Newswise — CLEVELAND – Renal artery stenting to open blockages in the kidney arteries may benefit patients who have historically been excluded from modern clinical trials, according to new recommendations for renal artery stenosis e-published in Catheterization and Cardiovascular Interventions today by the Society for Cardiovascular Angiography and Interventions (SCAI).
University Hospitals Case Medical Center’s Sahil Parikh, MD, Director, Interventional Cardiology Fellowship Program and Professor of Medicine, Case Western Reserve University School of Medicine was the lead author on the paper that details possible assessment and treatment guidelines for renal artery disease.
Blockages in the kidney (renal) arteries are often asymptomatic, but may lead to high blood pressure or worsening of high blood pressure control. If left untreated, the disease can cause kidney failure and heart failure. Optimal medical therapy remains the preferred first-line treatment.
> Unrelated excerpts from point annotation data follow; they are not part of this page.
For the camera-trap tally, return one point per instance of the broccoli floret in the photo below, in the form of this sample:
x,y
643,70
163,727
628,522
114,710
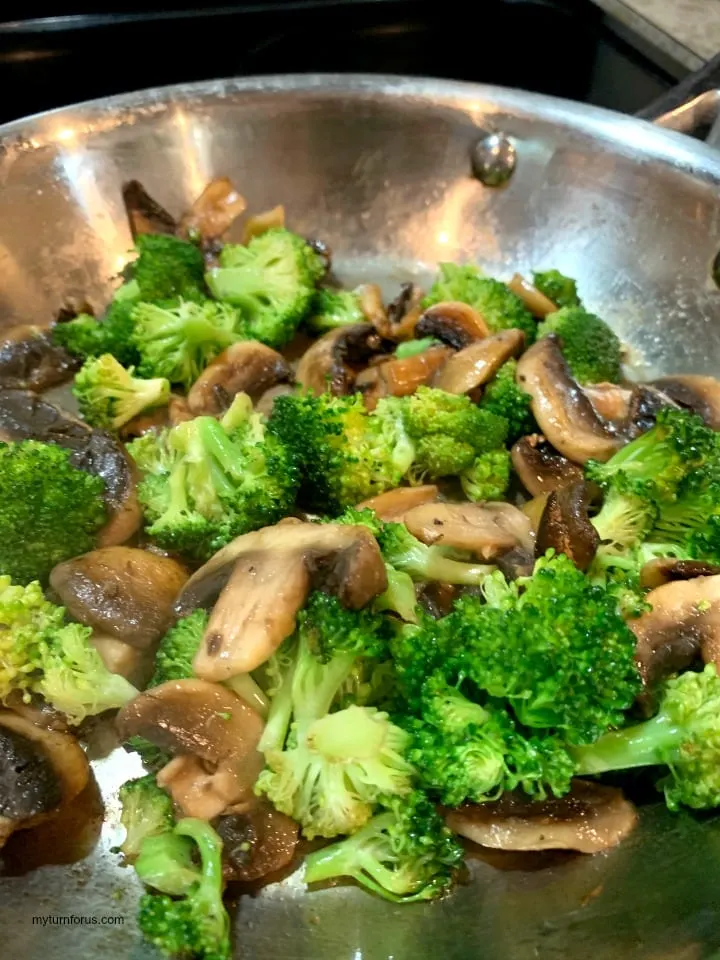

For patients whose condition is not controlled by medication, treating blocked arteries with angioplasty and stenting may help reduce blood pressure and prevent progression of the disease. Recent randomized controlled trials, including the Cardiovascular Outcomes in Renal Atherosclerotic Lesions (CORAL) trial, have failed to demonstrate benefit of renal stenting over optimal medical therapy. However, there were patients whose condition might be improved by renal artery stenting who were excluded from the trial.
“The CORAL trial answered many of our questions about renal artery stenting, but some patients who are seeking treatment today were not included in CORAL, including patients in whom optimal medical therapy failed,” said Dr. Parikh. “The new recommendations were developed to help physicians evaluate treatment options for the broad range of patients with renal artery disease.”
Based on an expert panel review of scientific data, the document recommends that patients most likely to benefit from renal artery stenting are those with cardiac disturbance syndrome or “flash” pulmonary edema (the rapid onset of fluid buildup in the lungs); patients whose high blood pressure has not been controlled by three or more medications at maximal tolerated doses; and those with blockages in both kidneys or severe blockages in a single functioning kidney where blood pressure or renal dysfunction cannot be managed medically.
In contrast, the expert panel recommends that patients with mild or moderate blockages (less than 70 percent), those with long-standing loss of blood flow and those with complete blockage of the renal artery are typically not good candidates for renal artery stenting. It is unknown whether renal artery stenting can improve symptoms in patients with heart failure over the long term. In addition, the expert consensus statement reviews the evidence and expert opinion on the performance of renal artery angiography and intervention with stents. The panel delineates the best practices for assessing arterial narrowing that is intermediate (i.e. 50%-70%), which often does not limit blood flow.
“Most practicing physicians performing these procedures will find this guidance particularly helpful in assessing renal artery disease in the future,” said Dr. Parikh.
The paper is the fourth in a series of recommendations developed by SCAI on treatment for peripheral artery disease (PAD). The incidence of PAD is growing, and the series aims to help interventional cardiologists determine the best course of treatment for patients whose blocked arteries place them at risk of reduced blood flow that can lead to loss of a limb or organ damage.
“As our understanding of PAD and its treatment options grows, physicians have the ability to improve symptoms and quality of life for many more patients today,” said SCAI 2014-15 President Charles Chambers, M.D., FSCAI. “Our series of treatment recommendations is designed to help interventional cardiologists provide the best possible care based on each patient’s individual symptoms and condition.”